The federal Centers for Medicare & Medicaid Services (CMS) has announced modest changes to some of the technical requirements under Stage 2 of the meaningful use process under the Health Information Technology for Economic and Clinical Health (HITECH) Act. In an interim rule set to be published Dec. 7, CMS announced that it was replacing a small number of standards with new versions, and changing or exempting some meaningful use measures to allow providers to fulfill them in a more flexible way.
Among the changes:
> The objective “Provide structured electronic lab results to ambulatory providers” has been modified, in order to allow for the alternative measure, “Hospital labs send structured electronic clinical lab results to the ordering provider for more than 20 percent of lab orders received.” As CMS officials noted, “In cases where hospitals send a large number of lab results electronically in response to orders they receive through non-electronic means (for example, by phone or on paper), the measure might not capture a hospital’s performance of the objectives.”
> The objective “Provide patients the ability to view online, download, and transmit information about a hospital admission” has been modified in its requirements. As CMS officials noted, “Because we intended for the regulation text to be consistent with the measure specifications as described in the preamble, we are correcting the regulation text …. To clarify that these measures are based on the number of unique patients discharged from a hospital’s inpatient or emergency department during the EHR reporting period.”
> Case threshold exemption: In the Stage 2 final rule, CMS adopted a policy beginning in FY 2014 that would allow eligible hospitals critical access hospitals with five or fewer inpatient discharges per quarter or 20 or fewer inpatient discharges per year to be exempted from reporting on any particular clinical quality measure. CMS is now expanding that exemption to FY 2013 as well.

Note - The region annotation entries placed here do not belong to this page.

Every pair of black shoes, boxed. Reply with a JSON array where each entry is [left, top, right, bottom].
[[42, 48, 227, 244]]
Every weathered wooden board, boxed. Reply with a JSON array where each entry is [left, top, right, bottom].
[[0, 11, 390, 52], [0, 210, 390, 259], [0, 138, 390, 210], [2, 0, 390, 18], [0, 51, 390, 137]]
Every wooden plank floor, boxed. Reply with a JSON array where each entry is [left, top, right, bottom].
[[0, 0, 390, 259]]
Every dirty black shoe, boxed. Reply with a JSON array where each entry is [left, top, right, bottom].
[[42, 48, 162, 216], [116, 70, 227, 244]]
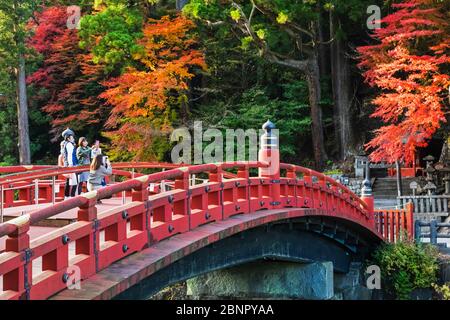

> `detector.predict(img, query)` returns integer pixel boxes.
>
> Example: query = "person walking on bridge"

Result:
[60,128,78,199]
[88,154,112,203]
[77,137,92,194]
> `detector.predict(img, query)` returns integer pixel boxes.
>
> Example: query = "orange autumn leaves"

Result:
[100,16,206,160]
[358,0,450,163]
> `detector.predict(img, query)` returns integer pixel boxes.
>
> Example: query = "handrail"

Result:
[0,165,58,174]
[280,163,369,210]
[0,162,267,237]
[0,162,241,185]
[0,162,186,185]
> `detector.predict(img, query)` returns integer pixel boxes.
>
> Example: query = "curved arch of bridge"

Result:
[0,162,410,299]
[51,209,380,300]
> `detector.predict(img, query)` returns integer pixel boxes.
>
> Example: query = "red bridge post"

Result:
[361,162,375,228]
[258,120,281,208]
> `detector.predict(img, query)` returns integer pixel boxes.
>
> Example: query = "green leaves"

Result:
[277,12,289,24]
[374,239,439,300]
[79,4,143,71]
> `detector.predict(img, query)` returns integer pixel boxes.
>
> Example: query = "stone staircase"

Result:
[372,177,414,200]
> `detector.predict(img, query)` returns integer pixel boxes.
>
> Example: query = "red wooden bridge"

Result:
[0,125,414,299]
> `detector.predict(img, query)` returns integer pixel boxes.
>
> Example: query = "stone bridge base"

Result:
[187,261,371,300]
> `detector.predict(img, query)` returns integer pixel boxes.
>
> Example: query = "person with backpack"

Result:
[88,154,112,203]
[60,128,78,199]
[77,137,92,194]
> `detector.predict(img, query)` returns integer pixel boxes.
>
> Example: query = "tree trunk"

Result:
[306,55,327,170]
[15,53,31,164]
[316,10,329,79]
[330,13,353,160]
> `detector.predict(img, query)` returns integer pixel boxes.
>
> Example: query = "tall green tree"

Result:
[184,0,327,168]
[0,0,46,164]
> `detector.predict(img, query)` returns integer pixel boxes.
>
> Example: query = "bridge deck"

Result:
[50,208,378,300]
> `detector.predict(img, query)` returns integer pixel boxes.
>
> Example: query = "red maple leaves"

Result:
[358,0,450,163]
[100,16,206,160]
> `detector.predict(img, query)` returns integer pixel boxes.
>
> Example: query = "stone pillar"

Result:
[258,120,281,208]
[187,261,334,300]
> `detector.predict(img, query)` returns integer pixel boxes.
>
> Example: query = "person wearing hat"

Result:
[60,128,78,199]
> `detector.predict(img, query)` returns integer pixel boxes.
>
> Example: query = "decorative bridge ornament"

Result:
[0,122,414,299]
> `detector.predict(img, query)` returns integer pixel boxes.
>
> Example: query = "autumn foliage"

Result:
[358,0,450,163]
[100,16,206,160]
[27,7,104,139]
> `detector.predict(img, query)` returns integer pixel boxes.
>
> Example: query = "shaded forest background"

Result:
[0,0,446,168]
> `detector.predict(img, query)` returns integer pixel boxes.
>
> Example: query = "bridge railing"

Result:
[0,162,241,212]
[0,162,191,215]
[397,195,450,221]
[374,202,414,242]
[414,220,450,248]
[0,162,374,299]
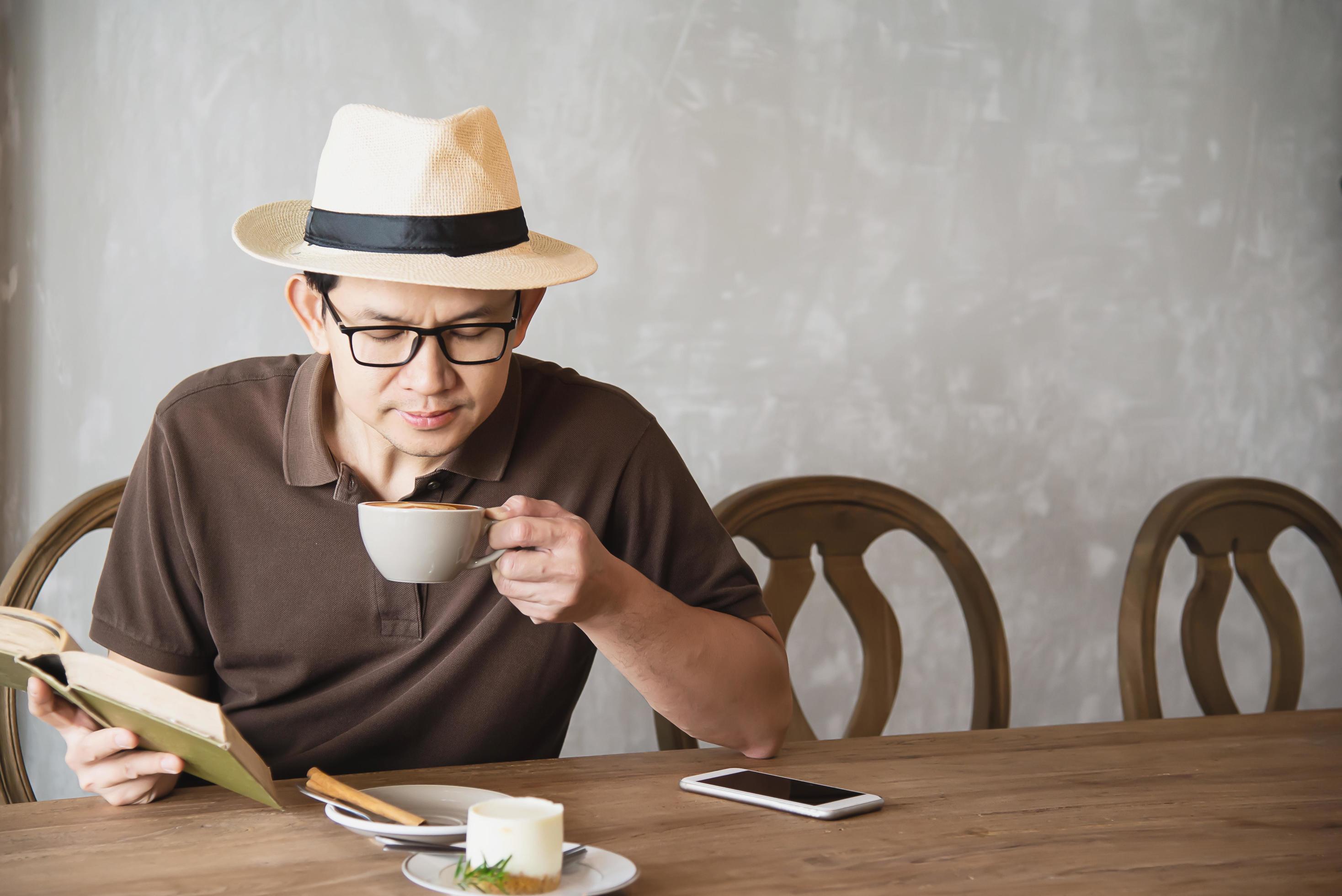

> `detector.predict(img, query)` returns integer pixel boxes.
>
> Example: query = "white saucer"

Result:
[401,844,639,896]
[326,784,507,844]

Technical errors: CMS officials say they have identified a small number of technical errors in the 2014 CQM e-specifications; they promise to issue those corrections by Dec. 31.
In addition, has updated the “Data Element Catalog” (DEC) that helps to define what is required to calculate the clinical quality measures (CQMs) under meaningful use. Performing a gap analysis, CMS officials noted that, “If we do not act now to immediately update the verison of the DEC currently incorporated by reference, EHR technology would be required to be tested and certified to DEC version 1.0 and thus capture, in some cases, less data than necessary to support the accurate calculation and reporting of the 2014 CQMs.” CMS has also modified a few technical aspects of the Quality Reporting Document Architecture (“QRDA III”).